Ma ormai questo innesco non si può detonare. Quindi, Dimes Square degenera tendendo a fare dell’anti la propria ragione di vita, passando da un estremismo all’altro. I liberal si prendono perciò anche il danno oltre la beffa, ossia la morale del liberalismo a stelle e strisce che si crepa sotto i loro piedi. Gli stessi liberal che hanno generato i propri nemici, sostenitori dichiari di Donald Trump, anti-palestinesi, che abbracciano armi e inneggiano alla cospirazione. Nemici reazionari che invitano Curtis Yarvin, alias il leader di destra della politica neo-reazionaria, e supportano attivamente JD Vance. Ma i liberal gettano benzina sul fuoco etichettandoli come razzisti, sessisti, antisemiti e anti-islamici nella speranza di condannarli agli occhi dell’opinione pubblica.
Così nel nome di Dasha Nekrasova si incarnano i sintomi di questo stillicidio liberal. La podcaster di Minsk è l’essenza di Dimes Square con il podcast dal tono dissacrante Red Scare, fondato con l’amica Anna Khachiyan nel 2018. Il progetto, inizialmente, era porta bandiera della dirtbag left, uno stile di politica sinistroide emerso negli Stati Uniti, che con “feroce volgarità” trasmette messaggi anticapitalisti e populisti di sinistra, in cui si critica la destra quanto la sinistra liberale e centrista. Una bandiera che sventola nel rifiuto dei toni del politicamente corretto, cultura woke e politica identitaria. E con umorismo cinico, brutale, tagliente e crudo, affronta attualità, politica, letteratura e celebrities mentre infrange rumorosamente qualsiasi barriera della sensibilità altrui.
Sta di fatto che nella provocazione e nella controversia, la trentatreenne russa ha definito in toto una sottocultura e reso idee di estrema destra una posa estetica della moda piuttosto che una sostanza politica. O almeno è questa la percezione. Perché, mentre questo andamento sorprende i liberal per l’aver preso piede sotto un’accezione moda, il sostenere idee d’estrema destra soggioga la loro censura.
C’è poi, nella figura “stimolante” di Dasha Nekrasova e di Red Scare, l’impersonificazione di molti che non avevano mai pensato di potersi esprimere liberamente in certe declinazioni. Dimes Square è una tendenza ambigua che assottiglia fino ad eliminarlo il confine tra finzione e reale adesione a determinate ideologie. Inoltre, riscopre anche concetti tradizionali alla ricerca di una spiritualità perduta a causa della superficialità degli entusiasmi politici e del vivere senza un fine ultimo.
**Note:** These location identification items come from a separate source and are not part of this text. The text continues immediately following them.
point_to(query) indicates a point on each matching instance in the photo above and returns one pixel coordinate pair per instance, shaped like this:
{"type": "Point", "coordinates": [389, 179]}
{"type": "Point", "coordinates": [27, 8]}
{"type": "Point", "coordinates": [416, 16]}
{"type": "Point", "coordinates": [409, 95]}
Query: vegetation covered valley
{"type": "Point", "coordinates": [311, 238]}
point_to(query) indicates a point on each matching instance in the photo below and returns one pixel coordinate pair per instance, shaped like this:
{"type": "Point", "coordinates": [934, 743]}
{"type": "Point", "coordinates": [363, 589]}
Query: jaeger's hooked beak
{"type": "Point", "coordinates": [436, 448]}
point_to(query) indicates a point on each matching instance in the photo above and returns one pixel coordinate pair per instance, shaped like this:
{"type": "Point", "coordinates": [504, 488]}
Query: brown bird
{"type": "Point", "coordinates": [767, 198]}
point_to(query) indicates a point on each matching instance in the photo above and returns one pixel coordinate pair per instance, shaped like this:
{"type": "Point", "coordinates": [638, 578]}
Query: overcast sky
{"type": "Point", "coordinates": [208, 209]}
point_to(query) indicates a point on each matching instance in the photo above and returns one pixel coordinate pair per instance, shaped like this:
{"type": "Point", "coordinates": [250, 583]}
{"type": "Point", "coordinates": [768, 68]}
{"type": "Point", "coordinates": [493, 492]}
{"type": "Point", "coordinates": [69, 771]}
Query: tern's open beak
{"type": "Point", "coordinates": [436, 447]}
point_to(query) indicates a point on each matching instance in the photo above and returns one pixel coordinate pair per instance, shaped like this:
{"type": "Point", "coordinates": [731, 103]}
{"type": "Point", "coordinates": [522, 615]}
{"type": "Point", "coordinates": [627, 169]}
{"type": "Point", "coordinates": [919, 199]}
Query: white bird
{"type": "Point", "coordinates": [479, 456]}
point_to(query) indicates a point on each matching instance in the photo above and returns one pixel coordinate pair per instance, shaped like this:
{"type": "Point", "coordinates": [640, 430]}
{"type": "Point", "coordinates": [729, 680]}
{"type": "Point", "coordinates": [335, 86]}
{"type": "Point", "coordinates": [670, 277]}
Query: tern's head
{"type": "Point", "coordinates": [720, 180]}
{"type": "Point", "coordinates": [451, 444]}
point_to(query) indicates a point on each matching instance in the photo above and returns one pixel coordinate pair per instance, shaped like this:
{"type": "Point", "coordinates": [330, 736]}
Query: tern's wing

Sia chiaro, Dimes Square è niente più che un microquartiere in cui si è sviluppata una sottocultura che potrebbe morire a breve in fanatismo e che per ora non sta lasciando segni. Ma è anche un tarlo che può rodere con l’inganno della sua apparenza da movimento estetico e culturale artificioso e non sarà di certo l’unico caso esistente. Semplice gusto di sfidare i limiti o far credere che sia tale per evitare lo scagionamento della necessità di reagire? Che sia invece l’emblema di uno stato intellettuale in cui gli intenti sinceri ed ironici diventano confusi per la mancanza di consapevolezza di se stessi? En guarde alle imminenti elezioni presidenziali.